Greece is in the midst of a major financial crisis and has avoided bankruptcy only after receiving two successive international bailouts worth a total of 220 billion euros.
The latest loan was sealed on July 21 just as the news that the economy is expected to shrink by more than 4.5 per cent in 2011, while the budget deficit is seen narrowing to 7.6 per cent of GDP from 10.5 per cent last year.
The Socialist government has agreed to a wave of austerity measures, which include tax increases and salary cuts, in exchange for the emergency funding.
'It is clear that the country's problem is not just the size of the public debt but the inability to consolidate the current fiscal management. Despite gigantic effort for fiscal adjustment, no primary surplus has been achieved. On the contrary, the primary deficit is widening,' the committee said.
The committee urged increased efforts to fight tax evasion and reduce the primary deficit in light of an even worse than expected recession.
'The widening of the deficit is associated with worrying fiscal developments, particularly delays in implementing the adjustment programme, and the limited efficiency of revenue collection mechanisms,' the report said.
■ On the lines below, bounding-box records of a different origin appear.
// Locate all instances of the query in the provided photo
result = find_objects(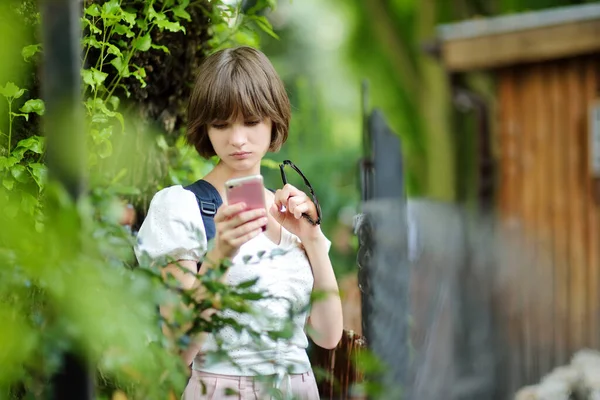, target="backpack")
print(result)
[184,179,223,271]
[183,179,275,271]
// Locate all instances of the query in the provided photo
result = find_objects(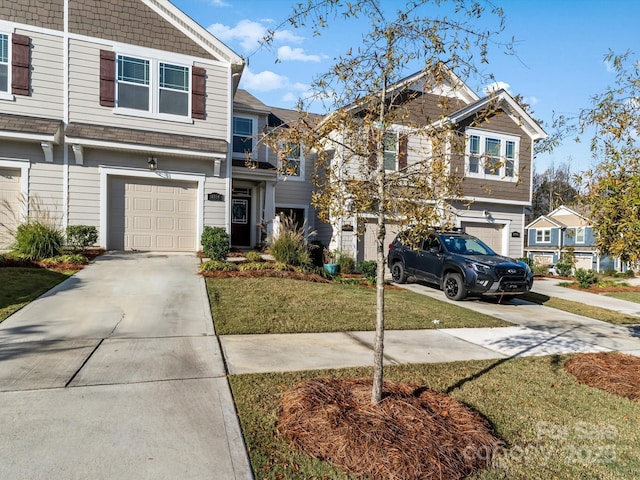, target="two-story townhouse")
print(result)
[322,71,546,261]
[525,205,622,272]
[0,0,244,251]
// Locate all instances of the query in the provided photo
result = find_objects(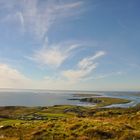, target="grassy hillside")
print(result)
[0,101,140,140]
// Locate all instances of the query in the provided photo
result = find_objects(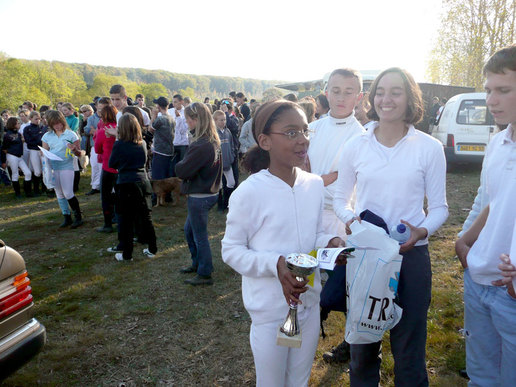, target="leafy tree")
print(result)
[0,59,36,112]
[263,87,283,101]
[138,83,170,104]
[428,0,516,90]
Greece has committed to cutting its massive budget deficit from 15.4 per cent of GDP to below the EU limit of 3 per cent in 2014, and achieving a primary surplus next year.
Venizelos said he is currently discussing with visiting EU/IMF inspectors measures for stemming the recession, but insisted that Greece would not seek additional time from its creditors to reach its target.
News reports said EU/IMF officials are urging the Greek government to move faster on implementing an across-the-board wage structure for public sector employees and slashing public spending.
EU and IMF officials, who are meeting with officials from the finance and labor ministries, showed no willingness to renegotiate the deadlines to which the government has committed itself, reports said.
The inspectors, who are also to discuss other issues - including tax evasion - with the Greek finance minister, are to wrap up their meetings by September 5.